[llvm] 5866935 - [DebugInfo] Add DW_OP_LLVM_user extension point

Scott Linder via llvm-commits llvm-commits at lists.llvm.org
Mon Jun 19 14:46:55 PDT 2023


Author: Scott Linder
Date: 2023-06-19T21:46:24Z
New Revision: 58669354bf1f8eef39979e31915b1e212a3985c9

URL: https://github.com/llvm/llvm-project/commit/58669354bf1f8eef39979e31915b1e212a3985c9
DIFF: https://github.com/llvm/llvm-project/commit/58669354bf1f8eef39979e31915b1e212a3985c9.diff

LOG: [DebugInfo] Add DW_OP_LLVM_user extension point

The extension codespace for DWARF expressions (DW_OP_LLVM_{lo,hi}_user)
has shrunk over time, as no extension is ever "retired" in practice.
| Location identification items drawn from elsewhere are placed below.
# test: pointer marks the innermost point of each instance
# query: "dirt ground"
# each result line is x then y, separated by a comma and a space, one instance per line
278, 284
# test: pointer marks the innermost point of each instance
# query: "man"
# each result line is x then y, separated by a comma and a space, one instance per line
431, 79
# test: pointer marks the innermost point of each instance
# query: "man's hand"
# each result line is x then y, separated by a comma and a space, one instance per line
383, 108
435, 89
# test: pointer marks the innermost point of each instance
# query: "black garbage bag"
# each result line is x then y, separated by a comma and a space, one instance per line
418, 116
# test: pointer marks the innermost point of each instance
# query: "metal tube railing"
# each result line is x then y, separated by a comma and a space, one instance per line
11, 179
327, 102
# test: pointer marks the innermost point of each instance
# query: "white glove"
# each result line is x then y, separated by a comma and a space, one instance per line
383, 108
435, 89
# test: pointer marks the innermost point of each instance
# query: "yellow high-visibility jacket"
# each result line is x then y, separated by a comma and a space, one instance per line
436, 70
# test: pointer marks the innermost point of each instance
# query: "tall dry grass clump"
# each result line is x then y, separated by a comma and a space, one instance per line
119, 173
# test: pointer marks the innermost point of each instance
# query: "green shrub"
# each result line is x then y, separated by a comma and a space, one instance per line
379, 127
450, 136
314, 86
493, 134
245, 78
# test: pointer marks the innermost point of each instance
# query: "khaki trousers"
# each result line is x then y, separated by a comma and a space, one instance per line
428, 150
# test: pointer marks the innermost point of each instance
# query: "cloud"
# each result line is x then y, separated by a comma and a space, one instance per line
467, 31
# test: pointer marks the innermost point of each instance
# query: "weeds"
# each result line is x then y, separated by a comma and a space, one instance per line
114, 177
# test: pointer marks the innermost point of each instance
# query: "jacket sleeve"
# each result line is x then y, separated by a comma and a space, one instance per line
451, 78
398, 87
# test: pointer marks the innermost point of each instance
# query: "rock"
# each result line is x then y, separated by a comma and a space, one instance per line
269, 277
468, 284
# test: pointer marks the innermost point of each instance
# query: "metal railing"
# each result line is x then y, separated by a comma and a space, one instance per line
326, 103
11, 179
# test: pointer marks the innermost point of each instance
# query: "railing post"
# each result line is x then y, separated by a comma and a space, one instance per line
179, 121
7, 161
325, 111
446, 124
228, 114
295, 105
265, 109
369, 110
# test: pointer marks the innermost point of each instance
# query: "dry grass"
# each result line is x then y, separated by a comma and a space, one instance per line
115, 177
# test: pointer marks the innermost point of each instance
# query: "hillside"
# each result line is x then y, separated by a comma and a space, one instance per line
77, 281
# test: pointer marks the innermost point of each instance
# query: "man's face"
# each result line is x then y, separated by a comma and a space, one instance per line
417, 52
To
facilitate future extensions, this patch reserves one open opcode as an extension
point (0xfe), which is followed by a ULEB128-encoded SubOperation, and
then by the subop's operands.

There is some prior-art, namely DW_OP_AARCH64_operation
(see https://github.com/ARM-software/abi-aa/blob/edd7460d87493fff124b8b5713acf71ffc06ee91/aadwarf64/aadwarf64.rst#45dwarf-expression-operations).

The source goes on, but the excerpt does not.